You could create a group called sshusers, add only necessary users to it, put this:

AllowGroups sshusers

into your /etc/ssh/sshd_config file, then give your SSH server a restart and test it out.

Run an hourly backup to test the configuration:

# rsnapshot hourly

If things don't work out, you may have to try running an hourly backup multiple times. To keep from messing up Rsnapshot backups you may already have in place, you may wish to move the current hourly out of the way before testing. Remove (or move) each test before running the next so as not to displace normal hourly backups. If you have a long running Rsnapshot configuration, you may want to comment out some of the backups, or possibly use a separate testing Rsnapshot configuration file altogether.

Notes:

[1] I think Rsnapshot is usually configured to run as the root user so that all files, especially those only accessable by the root user, are backed up without trouble. Many problems, and a considerable amount of fooling around, is avoided by running Rsnapshot as root.

[2] The '/root/' directory is the root user's home directory.
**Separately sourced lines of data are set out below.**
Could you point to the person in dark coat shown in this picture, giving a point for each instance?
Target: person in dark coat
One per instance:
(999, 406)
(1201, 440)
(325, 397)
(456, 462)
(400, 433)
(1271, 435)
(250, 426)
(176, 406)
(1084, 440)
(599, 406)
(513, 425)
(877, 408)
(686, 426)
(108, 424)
To use another user, replace '/root/' where you see it with the location of the (hopefully) unprivileged user's home directory (like '/home/thisuser/' for the 'thisuser' user).

[3] You can see what fails and what succeeds during a SSH connection by using the 'verbose' command line options: '-v', '-vv', or '-vvv' (more v's meaning more verbosity).

[4] Thanks to Martin Shroder for pointing this out.

[5] To affect settings for the SSH client on 'localhost' changes should be made to the '/root/.ssh/config' file mentioned above, or if more global changes are necessary, the '/etc/ssh/ssh_config' file.

[6] This document is really not complete, but hopefully it can be of some help for now.